Mit Urteil des Landesgerichts für Strafsachen Graz, XXXX vom 08.08.2017, rechtskräftig am 11.07.2018, wurde der Beschwerdeführer rechtskräftig wegen des Verbrechens der versuchten absichtlichen schweren Körperverletzung nach §§ 15, 87 Abs. 1 StGB zu einer Freiheitsstrafe von zwei Jahren verurteilt.

- Der Beschwerdeführer hat am 03.12.2016 im bewussten und gewollten Zusammenwirken mit zwei Mittätern einem Opfer eine schwere Körperverletzung absichtlich zuzufügen versucht, indem sie in der Gruppe auf in zuliefen, ihn einkreisten, ihm Schläge gegen den Kopf versetzten, ein Mittäter ihm einen Schlag mit einer Bierflasche gegen den Kopf versetzte, weiters alle ihn gewaltsam zu Boden zerrten und ihm am Boden liegend weiterhin wiederholt heftige Faustschläge und wuchtige Fußtritte gegen seinen Oberkörper, Kopf und Gesichtsbereich versetzten (blutende Wunde und Schwellung am rechten Ellbogen, Hautabschürfungen an der rechten Hand, Hämatome im Bereich des linken Armes).

- Mildernd wurde das letztlich abgelegte reumütige Geständnis, dass es beim Versuch geblieben ist und dass der Beschwerdeführer die Taten nach Vollendung des 18., jedoch vor Vollendung des 21. Lebensjahres begangen hat, berücksichtigt; erschwerend die

Tatbegehung in Gesellschaft, zwei einschlägige Vorstrafen, die Tatbegehung während zwei offener Probezeiten und der äußerst rasche Rückfall.

- Außerdem wurde die bedingte Entlassung aus der mit Urteilen vom 29.05.2013 und vom 05.02.2014 verhängten Freiheitsstrafe widerrufen.

Am 24.02.2020 wurde der Beschwerdeführer erneut festgenommen und am 25.02.2020 in die Justizanstalt XXXX überstellt, wo er sich aktuell in Untersuchungshaft befindet. Gegen ihn wurde Anklage wegen vorsätzlich begangener strafbarer Handlungen wegen § 27 Abs. 2a zweiter Fall SMG erhoben.
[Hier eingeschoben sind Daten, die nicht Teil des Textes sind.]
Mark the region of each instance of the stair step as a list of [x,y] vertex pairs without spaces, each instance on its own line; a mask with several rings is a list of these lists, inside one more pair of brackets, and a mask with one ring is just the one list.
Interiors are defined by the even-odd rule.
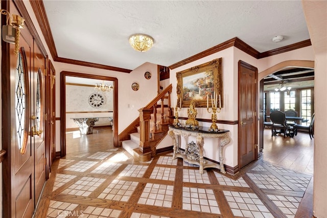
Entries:
[[139,133],[131,133],[130,136],[131,141],[136,144],[139,144]]
[[133,150],[138,147],[139,144],[136,144],[132,140],[125,140],[122,142],[123,148],[133,157],[134,157]]

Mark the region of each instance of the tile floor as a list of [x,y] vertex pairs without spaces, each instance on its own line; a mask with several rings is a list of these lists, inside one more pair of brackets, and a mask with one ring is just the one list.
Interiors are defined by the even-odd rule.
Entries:
[[294,217],[312,177],[258,161],[235,180],[216,170],[200,174],[172,154],[134,162],[120,148],[57,164],[49,218]]

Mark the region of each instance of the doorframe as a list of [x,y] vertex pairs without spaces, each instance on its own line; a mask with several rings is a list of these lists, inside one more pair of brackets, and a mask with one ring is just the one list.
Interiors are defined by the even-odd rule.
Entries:
[[113,146],[118,147],[118,79],[115,77],[68,71],[60,73],[60,157],[66,156],[66,76],[111,81],[113,83]]

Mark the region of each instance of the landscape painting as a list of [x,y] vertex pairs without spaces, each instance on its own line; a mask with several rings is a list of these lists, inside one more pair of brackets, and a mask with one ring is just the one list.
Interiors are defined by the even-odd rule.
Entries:
[[223,96],[221,60],[216,59],[176,73],[178,105],[189,107],[193,101],[196,107],[206,107],[215,94]]

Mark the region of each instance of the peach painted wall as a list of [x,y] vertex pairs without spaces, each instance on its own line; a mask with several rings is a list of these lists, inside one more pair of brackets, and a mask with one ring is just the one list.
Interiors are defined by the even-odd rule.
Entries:
[[[296,50],[278,54],[258,60],[258,72],[261,72],[277,63],[285,60],[314,60],[314,52],[312,46],[308,46]],[[266,75],[264,75],[265,76]],[[260,77],[259,81],[263,77]]]
[[[138,109],[144,107],[157,96],[157,66],[147,62],[138,67],[130,73],[88,68],[77,65],[55,62],[53,63],[56,69],[56,116],[60,115],[60,73],[62,71],[74,72],[115,77],[118,79],[118,134],[123,131],[139,115]],[[152,77],[147,79],[144,73],[148,71]],[[134,91],[131,89],[132,83],[137,82],[139,89]],[[60,125],[57,121],[56,125]],[[59,135],[58,136],[60,136]],[[59,141],[59,140],[57,140]],[[56,150],[60,150],[60,141],[56,143]]]
[[[237,120],[237,107],[235,107],[234,99],[237,96],[235,92],[237,87],[237,71],[236,71],[234,64],[234,49],[229,48],[224,51],[220,51],[204,58],[193,61],[191,63],[180,67],[178,68],[170,70],[170,83],[173,86],[172,91],[172,105],[174,107],[177,102],[176,85],[177,79],[176,73],[178,72],[188,69],[192,67],[196,66],[216,58],[222,58],[222,71],[224,107],[221,112],[217,114],[218,120],[224,120],[233,121]],[[236,72],[237,73],[236,74]],[[211,114],[209,114],[206,108],[199,107],[197,110],[197,118],[203,119],[211,119]],[[183,107],[179,113],[179,117],[187,117],[187,108]],[[182,124],[185,123],[185,120],[180,120]],[[208,128],[211,123],[199,122],[199,125]],[[237,156],[237,150],[235,153],[235,146],[237,146],[237,126],[236,125],[218,124],[220,128],[228,129],[229,137],[231,140],[224,149],[224,163],[228,166],[235,166],[237,165],[235,157]],[[189,141],[194,141],[195,139],[190,137]],[[204,156],[208,158],[219,161],[218,152],[218,139],[206,139],[204,140]],[[182,139],[182,148],[184,148],[186,142]]]
[[302,1],[314,52],[315,138],[313,215],[327,217],[327,1]]
[[[0,23],[2,19],[2,16],[0,16]],[[0,51],[2,51],[1,47],[1,43],[0,43]],[[2,52],[0,52],[0,60],[2,60]],[[2,67],[2,63],[0,62],[0,67]],[[1,87],[2,82],[2,75],[0,75],[0,88]],[[1,92],[2,89],[0,88],[0,96],[2,96]],[[2,108],[2,101],[0,102],[0,108]],[[0,129],[2,129],[2,110],[0,110]],[[0,134],[0,150],[2,149],[2,134]],[[0,163],[0,214],[2,214],[2,163]]]

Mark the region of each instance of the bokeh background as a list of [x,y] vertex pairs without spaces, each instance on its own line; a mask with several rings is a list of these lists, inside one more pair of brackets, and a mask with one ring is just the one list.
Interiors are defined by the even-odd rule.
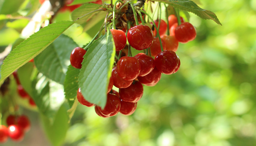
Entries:
[[[190,13],[197,36],[180,44],[179,71],[144,86],[132,115],[104,119],[79,105],[64,145],[256,145],[256,0],[199,5],[214,12],[222,26]],[[51,145],[38,113],[21,108],[31,129],[22,142],[3,145]]]

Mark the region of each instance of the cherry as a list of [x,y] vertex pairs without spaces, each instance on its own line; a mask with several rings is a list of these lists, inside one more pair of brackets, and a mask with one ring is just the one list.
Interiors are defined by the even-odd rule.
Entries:
[[141,50],[150,47],[153,39],[152,31],[147,26],[135,26],[130,28],[127,32],[128,42],[136,50]]
[[[181,16],[180,16],[180,21],[181,23],[184,22],[184,19]],[[169,22],[169,29],[170,29],[174,23],[178,23],[177,18],[173,14],[171,15],[168,17],[168,21]]]
[[179,59],[172,51],[165,51],[155,58],[155,67],[161,73],[166,74],[174,73],[178,67]]
[[142,77],[149,74],[155,68],[155,61],[151,57],[144,53],[140,53],[134,56],[140,65],[140,72],[139,76]]
[[[162,42],[162,45],[163,46],[163,50],[165,50],[166,49],[165,43],[165,42],[162,39],[161,39],[161,41]],[[160,43],[160,41],[159,41],[159,39],[158,37],[154,38],[153,43],[152,43],[152,45],[150,46],[151,55],[154,57],[158,53],[161,52],[161,46]]]
[[161,72],[155,67],[149,74],[143,77],[138,77],[138,80],[142,84],[146,86],[154,86],[159,81],[161,76]]
[[113,68],[112,70],[112,77],[113,79],[113,84],[118,88],[128,87],[132,83],[132,81],[124,80],[118,75],[116,66]]
[[120,110],[120,106],[119,98],[116,95],[111,93],[108,94],[107,103],[103,110],[99,106],[95,106],[99,112],[107,116],[113,116],[117,114]]
[[143,95],[143,86],[140,82],[135,81],[126,88],[119,89],[120,98],[123,101],[136,103],[140,99]]
[[126,35],[121,30],[111,29],[110,31],[115,43],[116,51],[120,51],[124,48],[126,45]]
[[11,125],[8,127],[8,134],[11,138],[15,141],[20,141],[24,137],[22,129],[16,125]]
[[121,100],[121,108],[119,112],[123,115],[128,116],[133,114],[137,108],[137,103],[126,102]]
[[86,51],[80,47],[74,49],[70,55],[70,63],[75,68],[80,69],[82,67],[82,63],[83,59],[83,56]]
[[0,125],[0,143],[3,143],[8,139],[8,129],[4,125]]
[[163,40],[166,46],[166,50],[176,51],[178,49],[179,42],[174,35],[164,35],[161,36],[161,39]]
[[91,107],[94,106],[95,104],[90,103],[88,101],[85,100],[84,97],[81,93],[81,88],[79,88],[77,90],[77,93],[76,94],[77,99],[78,100],[78,102],[81,104],[85,105],[88,107]]
[[196,38],[195,28],[189,22],[184,22],[177,26],[174,31],[175,38],[181,43],[186,43]]
[[[154,21],[154,22],[155,23],[155,25],[157,26],[157,28],[158,28],[158,20],[156,20]],[[156,28],[155,28],[155,30],[153,31],[153,34],[154,36],[156,36],[157,32],[157,30],[155,30]],[[167,24],[162,19],[160,20],[160,25],[159,27],[159,29],[158,31],[159,31],[159,34],[160,36],[164,34],[166,32],[166,30],[167,29]]]
[[140,65],[133,57],[124,56],[117,62],[117,74],[123,79],[129,81],[136,78],[140,74]]

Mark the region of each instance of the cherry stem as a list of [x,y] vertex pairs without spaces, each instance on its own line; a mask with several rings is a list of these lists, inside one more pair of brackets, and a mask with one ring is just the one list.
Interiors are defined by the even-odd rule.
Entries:
[[[152,19],[152,18],[151,18],[151,17],[150,17],[149,16],[149,15],[146,12],[145,12],[144,11],[142,10],[142,9],[140,9],[140,12],[144,14],[145,14],[147,15],[149,19],[150,19],[150,20],[152,21],[152,23],[153,23],[153,25],[154,25],[155,27],[157,28],[157,25],[155,25],[155,22],[153,20],[153,19]],[[157,36],[158,37],[158,38],[159,39],[159,42],[160,42],[160,46],[161,46],[161,51],[163,51],[163,45],[162,44],[162,41],[161,41],[161,38],[160,38],[160,34],[159,34],[159,31],[158,31],[158,30],[157,29],[156,29],[156,30],[157,30]]]
[[137,18],[137,13],[135,10],[135,8],[133,7],[133,5],[131,2],[129,3],[131,5],[131,7],[132,7],[132,11],[133,12],[133,15],[134,15],[134,19],[135,19],[135,22],[136,25],[139,25],[139,21],[138,21],[138,18]]
[[166,7],[165,4],[163,4],[165,7],[165,15],[166,15],[166,20],[167,20],[167,35],[170,35],[170,30],[169,29],[169,21],[168,19],[168,17],[169,16],[168,14],[168,11],[167,10],[167,7]]

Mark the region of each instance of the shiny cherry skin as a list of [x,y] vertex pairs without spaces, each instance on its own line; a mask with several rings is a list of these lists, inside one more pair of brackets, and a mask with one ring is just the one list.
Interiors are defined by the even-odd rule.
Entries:
[[0,143],[4,143],[8,139],[8,129],[4,125],[0,125]]
[[17,124],[25,132],[28,131],[30,128],[30,122],[28,117],[25,115],[17,118]]
[[136,58],[124,56],[117,62],[117,69],[120,77],[125,80],[132,81],[139,76],[140,65]]
[[74,49],[70,55],[70,63],[75,68],[80,69],[82,67],[82,63],[83,60],[83,56],[86,51],[80,47]]
[[[114,94],[108,93],[107,97],[107,103],[103,109],[96,105],[99,111],[106,116],[114,116],[117,114],[120,110],[121,104],[120,99]],[[96,107],[95,107],[96,108]]]
[[92,107],[95,104],[90,103],[89,101],[87,101],[84,99],[83,96],[82,95],[82,93],[81,92],[81,88],[79,88],[77,90],[77,93],[76,94],[76,97],[77,97],[77,99],[78,100],[78,102],[81,104],[85,105],[88,107]]
[[130,28],[127,32],[127,40],[129,44],[139,50],[150,47],[153,39],[152,31],[147,26],[135,26]]
[[24,132],[22,129],[16,125],[9,126],[8,134],[10,138],[14,141],[21,141],[24,137]]
[[161,36],[161,39],[163,40],[166,46],[166,50],[176,52],[178,49],[179,42],[174,35],[164,35]]
[[[161,39],[162,42],[162,45],[163,46],[163,49],[165,50],[166,49],[166,46],[165,43],[163,40]],[[161,52],[161,46],[159,41],[159,39],[158,37],[154,38],[154,42],[152,43],[152,45],[150,46],[150,53],[151,53],[151,56],[155,57],[158,53]]]
[[171,74],[178,67],[179,59],[175,52],[165,51],[158,54],[155,58],[155,67],[160,72],[166,74]]
[[174,33],[176,39],[181,43],[193,40],[196,36],[194,26],[189,22],[184,22],[177,26]]
[[126,35],[121,30],[110,30],[116,46],[116,51],[120,51],[124,48],[126,45]]
[[145,76],[150,73],[155,68],[155,61],[153,58],[143,53],[140,53],[134,56],[140,65],[140,71],[139,76]]
[[123,101],[136,103],[143,95],[143,86],[139,81],[135,81],[126,88],[119,89],[120,98]]
[[119,112],[123,115],[129,116],[134,112],[137,108],[137,103],[126,102],[120,100],[121,108]]
[[[159,21],[158,20],[156,20],[154,21],[154,22],[155,22],[155,25],[157,26],[157,28],[158,28],[158,22]],[[159,27],[159,29],[158,30],[159,34],[160,34],[160,36],[164,35],[166,32],[167,30],[167,24],[166,24],[166,22],[165,22],[163,20],[161,19],[160,20],[160,25]],[[155,30],[155,28],[154,30],[153,31],[153,34],[154,36],[156,36],[157,34],[157,30]]]
[[154,86],[160,81],[162,74],[156,67],[149,74],[143,77],[138,77],[142,84],[148,86]]
[[[180,21],[181,23],[184,22],[184,19],[181,16],[180,16]],[[168,17],[168,21],[169,22],[169,29],[170,29],[174,23],[178,23],[178,19],[175,15],[173,14],[171,15]]]

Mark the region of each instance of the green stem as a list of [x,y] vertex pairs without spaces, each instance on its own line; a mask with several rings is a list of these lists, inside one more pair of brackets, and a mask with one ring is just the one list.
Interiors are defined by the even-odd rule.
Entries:
[[[152,22],[153,24],[154,25],[155,27],[157,28],[157,26],[155,25],[155,22],[154,22],[154,21],[153,20],[153,19],[151,18],[151,17],[150,17],[147,13],[144,11],[142,10],[142,9],[140,10],[140,12],[144,14],[148,17],[149,19],[150,19],[151,21]],[[163,51],[163,45],[162,44],[162,41],[161,41],[161,38],[160,38],[160,34],[159,34],[159,31],[158,31],[158,30],[157,29],[156,29],[156,30],[157,30],[157,36],[159,39],[159,42],[160,42],[160,46],[161,46],[161,51]]]
[[135,8],[134,8],[134,7],[133,7],[133,5],[131,2],[130,3],[130,4],[132,7],[132,11],[133,12],[133,15],[134,15],[134,19],[135,19],[136,25],[139,25],[139,21],[138,21],[138,18],[137,18],[137,13],[136,13],[136,11],[135,10]]

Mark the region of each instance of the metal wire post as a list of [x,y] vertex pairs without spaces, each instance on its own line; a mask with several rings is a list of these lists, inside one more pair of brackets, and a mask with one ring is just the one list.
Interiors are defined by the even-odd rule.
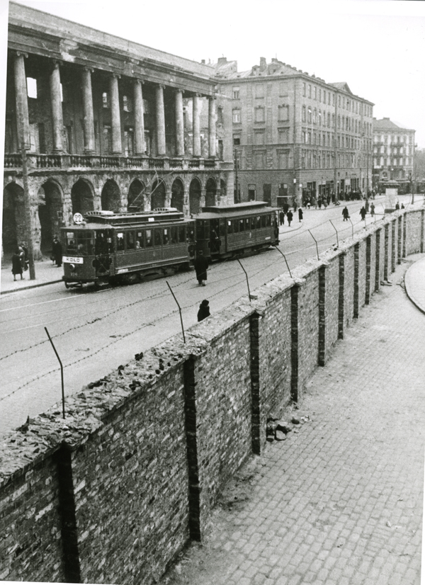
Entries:
[[171,292],[171,295],[173,295],[173,297],[174,297],[174,300],[177,303],[177,307],[178,307],[178,312],[180,313],[180,322],[181,323],[181,331],[183,333],[183,343],[186,343],[186,337],[184,336],[184,327],[183,326],[183,317],[181,317],[181,309],[180,308],[180,305],[178,305],[178,301],[176,298],[176,295],[173,292],[173,290],[172,290],[171,287],[169,284],[169,281],[166,280],[165,282],[166,283],[168,288],[170,289],[170,292]]
[[332,224],[332,227],[334,228],[335,232],[336,232],[336,247],[339,248],[339,240],[338,239],[338,230],[336,229],[331,220],[329,220],[329,222],[331,222],[331,223]]
[[53,350],[54,350],[55,353],[56,353],[56,357],[57,358],[59,363],[60,364],[60,379],[61,379],[62,387],[62,418],[64,419],[65,418],[65,391],[64,390],[64,367],[62,365],[62,361],[60,360],[60,358],[59,357],[59,353],[56,351],[56,348],[55,347],[53,341],[52,341],[52,338],[50,337],[50,336],[49,334],[49,331],[47,331],[47,328],[45,327],[45,329],[46,333],[47,334],[47,337],[49,338],[49,341],[52,343],[52,347],[53,348]]
[[283,254],[283,252],[282,251],[282,250],[279,250],[279,249],[278,248],[278,246],[275,246],[274,247],[276,249],[276,250],[277,250],[278,252],[280,252],[280,253],[282,254],[282,256],[283,256],[283,258],[285,259],[285,261],[286,262],[286,268],[288,268],[288,271],[289,272],[289,276],[290,276],[290,278],[293,278],[293,276],[292,276],[292,274],[290,273],[290,268],[289,268],[289,264],[288,263],[288,260],[286,259],[286,256],[285,256],[285,254]]
[[248,280],[248,275],[246,274],[246,270],[245,270],[245,268],[242,266],[242,262],[241,262],[241,261],[239,259],[239,258],[237,258],[236,259],[237,259],[237,261],[239,263],[239,264],[241,265],[241,268],[242,268],[242,270],[244,271],[244,272],[245,273],[245,276],[246,277],[246,286],[248,287],[248,297],[249,297],[249,302],[251,302],[251,292],[249,292],[249,281]]
[[313,239],[314,240],[314,242],[316,242],[316,251],[317,252],[317,260],[320,260],[320,259],[319,258],[319,246],[317,246],[317,239],[316,239],[316,238],[313,236],[313,234],[312,234],[312,232],[310,231],[310,229],[308,230],[308,232],[309,232],[309,233],[310,233],[310,236],[312,237],[312,239]]

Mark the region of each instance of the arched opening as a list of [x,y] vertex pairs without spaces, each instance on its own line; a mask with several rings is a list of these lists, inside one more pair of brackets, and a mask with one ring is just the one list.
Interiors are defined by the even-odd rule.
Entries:
[[176,178],[171,187],[171,207],[176,208],[178,211],[183,212],[183,204],[184,202],[184,186],[183,181]]
[[222,178],[220,180],[220,193],[219,193],[219,198],[221,199],[226,199],[227,197],[227,186],[226,185],[226,181],[223,181]]
[[55,236],[60,237],[63,223],[62,195],[58,186],[47,181],[38,190],[38,198],[40,249],[45,254],[52,249]]
[[205,205],[215,205],[216,204],[215,195],[217,193],[217,184],[212,177],[207,181],[205,191]]
[[91,190],[89,184],[81,178],[79,178],[72,186],[71,200],[73,215],[74,213],[81,213],[84,215],[88,211],[93,211],[94,209]]
[[144,210],[144,185],[138,178],[130,186],[127,209],[133,212]]
[[4,254],[13,254],[26,240],[23,189],[9,183],[3,190],[2,244]]
[[165,184],[162,181],[155,181],[151,191],[151,209],[165,207]]
[[103,211],[113,211],[118,213],[121,209],[121,194],[117,183],[108,178],[103,185],[101,195],[101,205]]
[[200,211],[200,183],[193,178],[189,187],[189,212],[196,215]]

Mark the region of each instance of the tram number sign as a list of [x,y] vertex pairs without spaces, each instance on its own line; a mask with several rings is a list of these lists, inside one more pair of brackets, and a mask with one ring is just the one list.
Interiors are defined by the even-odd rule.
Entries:
[[84,260],[83,258],[79,258],[78,256],[62,256],[62,262],[68,262],[69,264],[83,264]]

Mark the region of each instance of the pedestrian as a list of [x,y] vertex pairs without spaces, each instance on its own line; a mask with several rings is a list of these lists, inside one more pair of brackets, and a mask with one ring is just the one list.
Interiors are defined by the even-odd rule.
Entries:
[[52,246],[52,256],[55,259],[57,268],[62,266],[62,244],[58,240],[57,237],[55,236]]
[[208,268],[208,261],[203,255],[202,250],[199,250],[196,258],[193,261],[196,278],[200,286],[205,286],[204,280],[207,280],[207,270]]
[[17,274],[21,274],[21,280],[23,280],[23,276],[22,276],[22,263],[21,261],[21,254],[19,252],[19,249],[16,249],[14,254],[12,256],[12,273],[13,275],[13,280],[16,280]]
[[208,317],[210,317],[210,301],[204,299],[199,305],[199,311],[198,312],[198,321],[203,321]]

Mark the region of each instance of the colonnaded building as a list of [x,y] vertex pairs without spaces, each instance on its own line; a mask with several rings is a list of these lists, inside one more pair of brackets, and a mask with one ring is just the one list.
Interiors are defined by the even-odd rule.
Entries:
[[203,62],[11,2],[4,252],[26,239],[27,176],[36,259],[77,212],[171,205],[189,215],[227,193],[232,201],[215,76]]
[[[239,72],[220,57],[216,69],[231,101],[237,200],[278,205],[279,197],[344,198],[370,188],[371,101],[346,82],[327,83],[276,58]],[[225,103],[219,100],[219,114]]]

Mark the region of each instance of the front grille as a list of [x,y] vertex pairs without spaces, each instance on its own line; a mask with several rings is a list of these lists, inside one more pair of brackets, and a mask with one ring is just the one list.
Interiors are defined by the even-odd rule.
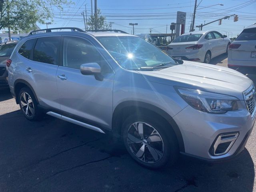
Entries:
[[246,101],[247,108],[250,113],[252,114],[255,107],[255,97],[252,98]]
[[252,114],[256,105],[255,88],[254,85],[252,85],[249,89],[244,92],[244,96],[247,109],[250,113]]
[[4,74],[4,73],[6,70],[6,68],[5,67],[0,67],[0,76]]

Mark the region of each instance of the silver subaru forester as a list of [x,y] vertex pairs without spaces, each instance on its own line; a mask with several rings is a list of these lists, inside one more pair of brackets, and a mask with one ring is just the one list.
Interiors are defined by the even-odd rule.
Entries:
[[173,58],[122,31],[69,29],[31,32],[7,61],[11,92],[28,119],[45,112],[111,131],[150,168],[179,153],[216,161],[244,148],[256,116],[246,76]]

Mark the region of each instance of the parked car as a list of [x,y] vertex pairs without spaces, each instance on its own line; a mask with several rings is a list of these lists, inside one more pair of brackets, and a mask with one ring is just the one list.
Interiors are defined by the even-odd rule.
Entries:
[[209,63],[211,59],[228,53],[230,39],[214,30],[194,31],[179,36],[168,46],[172,56],[178,59]]
[[151,43],[154,45],[156,45],[156,40],[153,39],[149,34],[139,34],[136,35],[139,37],[142,37],[144,39],[146,39],[150,43]]
[[244,149],[256,117],[246,76],[173,58],[122,31],[71,29],[29,35],[7,60],[11,93],[28,120],[44,112],[111,131],[150,168],[179,153],[217,161]]
[[244,29],[229,46],[228,66],[243,73],[256,72],[256,24]]
[[17,43],[17,41],[10,41],[0,45],[0,87],[8,86],[6,59],[10,58]]

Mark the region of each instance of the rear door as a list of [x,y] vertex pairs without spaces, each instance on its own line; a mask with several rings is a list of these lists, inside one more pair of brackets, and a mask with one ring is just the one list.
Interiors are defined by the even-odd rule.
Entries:
[[256,28],[244,29],[232,44],[238,45],[231,49],[232,59],[254,62],[255,65]]
[[[30,60],[24,61],[26,69],[24,78],[32,86],[40,104],[46,107],[59,109],[56,76],[61,37],[34,39],[36,42],[33,46],[32,53],[26,52],[26,42],[19,50],[20,54],[26,56]],[[28,54],[30,55],[28,56]]]
[[217,56],[226,52],[227,44],[226,41],[224,40],[222,35],[216,31],[214,31],[213,33],[215,36],[216,41],[218,42],[217,46],[218,50],[216,55]]
[[[212,32],[208,33],[204,38],[207,40],[208,47],[212,53],[212,58],[215,57],[218,53],[218,40],[216,39]],[[206,51],[207,50],[206,50]]]

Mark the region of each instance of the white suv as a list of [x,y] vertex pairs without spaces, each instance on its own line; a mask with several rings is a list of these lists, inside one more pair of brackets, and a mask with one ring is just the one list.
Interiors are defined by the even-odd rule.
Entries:
[[122,31],[71,29],[32,32],[8,60],[11,92],[28,119],[44,112],[111,131],[151,168],[173,162],[179,152],[216,160],[243,149],[256,116],[246,76],[174,59]]
[[[230,44],[228,67],[243,73],[255,73],[256,69],[256,23],[245,29]],[[252,72],[254,70],[254,72]]]

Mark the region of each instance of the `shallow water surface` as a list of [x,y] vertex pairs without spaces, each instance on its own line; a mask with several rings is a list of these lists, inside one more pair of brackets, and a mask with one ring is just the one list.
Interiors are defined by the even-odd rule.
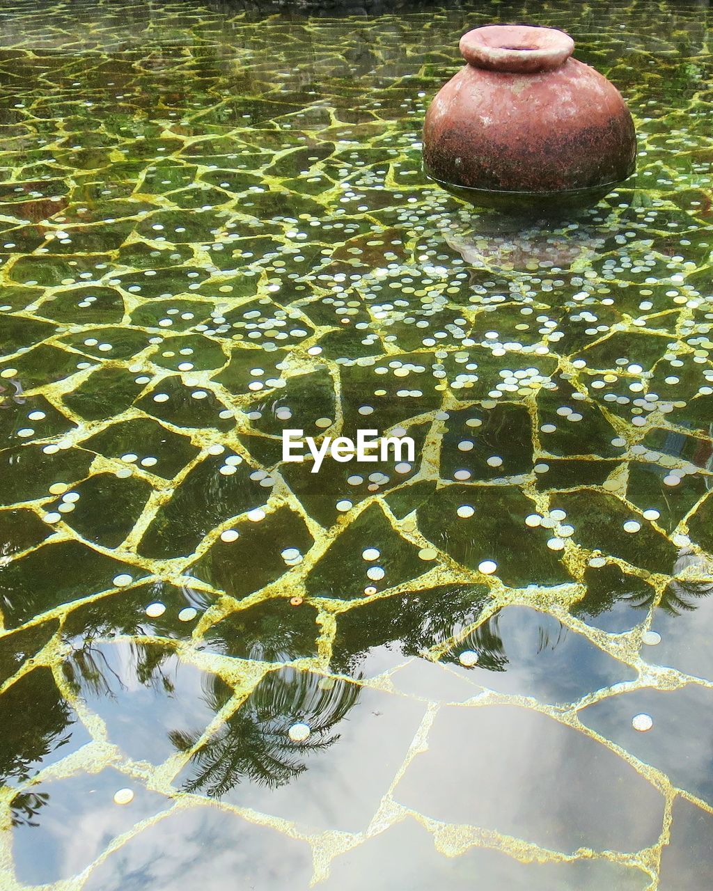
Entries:
[[[2,891],[710,887],[708,14],[3,4]],[[490,20],[630,104],[578,218],[422,175]]]

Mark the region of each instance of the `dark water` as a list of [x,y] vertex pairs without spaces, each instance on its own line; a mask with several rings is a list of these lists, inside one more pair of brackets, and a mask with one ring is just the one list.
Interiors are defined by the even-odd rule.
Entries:
[[[0,888],[708,889],[708,4],[1,15]],[[582,217],[423,177],[490,20],[630,104]]]

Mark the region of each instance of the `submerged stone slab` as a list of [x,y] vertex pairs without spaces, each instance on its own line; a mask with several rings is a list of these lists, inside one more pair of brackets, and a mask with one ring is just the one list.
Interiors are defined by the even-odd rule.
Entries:
[[122,845],[92,873],[86,891],[307,889],[312,855],[305,842],[212,807],[176,812]]
[[[447,832],[446,833],[447,838]],[[335,858],[318,891],[361,891],[365,887],[445,888],[449,891],[643,891],[648,878],[605,860],[521,862],[515,845],[509,852],[470,847],[456,857],[436,849],[432,836],[406,819]]]
[[[713,738],[713,691],[689,684],[681,690],[641,690],[622,693],[579,713],[586,726],[619,743],[644,764],[657,767],[671,781],[713,805],[710,740]],[[640,732],[632,721],[649,715],[653,725]]]
[[653,844],[663,797],[625,761],[552,718],[512,706],[441,709],[428,751],[395,789],[449,823],[569,853]]
[[[133,797],[118,805],[114,796],[128,789]],[[112,768],[78,773],[33,789],[37,803],[27,821],[12,830],[18,879],[27,885],[60,881],[86,869],[106,846],[141,820],[164,810],[169,800]]]
[[[460,654],[471,650],[470,668]],[[636,673],[546,613],[505,607],[462,640],[445,661],[490,690],[534,696],[545,702],[574,702]]]

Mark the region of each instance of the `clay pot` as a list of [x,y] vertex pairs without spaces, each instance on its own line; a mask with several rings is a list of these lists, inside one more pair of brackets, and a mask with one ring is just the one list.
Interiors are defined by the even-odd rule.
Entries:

1.2. Zur Lage im Herkunftsstaat:

Afghanistan ist von einem innerstaatlichen bewaffneten Konflikt betroffen. Die Provinz Nangarhar zählt zu den volatilsten Provinzen des Herkunftsstaates, die Sicherheitslage hat sich seit dem Jahr 2011 verschlechtert. Seit dem Jahr 2016 konnte der Islamische Staat in der Provinz Khorasan (ISKP) die Taliban in Nangarhar destabilisieren, im Jahr 2019 galt Nangarhar als ISKP-Hochburg. Der ISKP wurde seither zurückgedrängt, ist aber insbesondere noch durch große terroristische Angriffe präsent. Die Taliban kontrollieren Gebiete in Nangarhar. Im Jahr 2018 kam es zu einer Steigerung ziviler Opfer um 111 % gegenüber 2017.

Hinsichtlich der Hauptstadt Kabul ist ein negativer Trend in Bezug auf die Sicherheitslage für Zivilisten erkennbar. Die Stadt ist vom innerstaatlichen Konflikt und insbesondere stark von öffentlichkeitswirksamen Angriffen der Taliban und anderer regierungsfeindlicher Kräfte betroffen. Kabul verzeichnet die höchste Anzahl ziviler Opfer Afghanistans, die insbesondere aus Selbstmordanschlägen und komplexen Angriffen regierungsfeindlicher Kräfte resultieren. Die afghanische Regierung führt regelmäßig Sicherheitsoperationen in der Hauptstadt durch. Die Konfliktsituation ist geprägt von asymmetrischer Kriegsführung.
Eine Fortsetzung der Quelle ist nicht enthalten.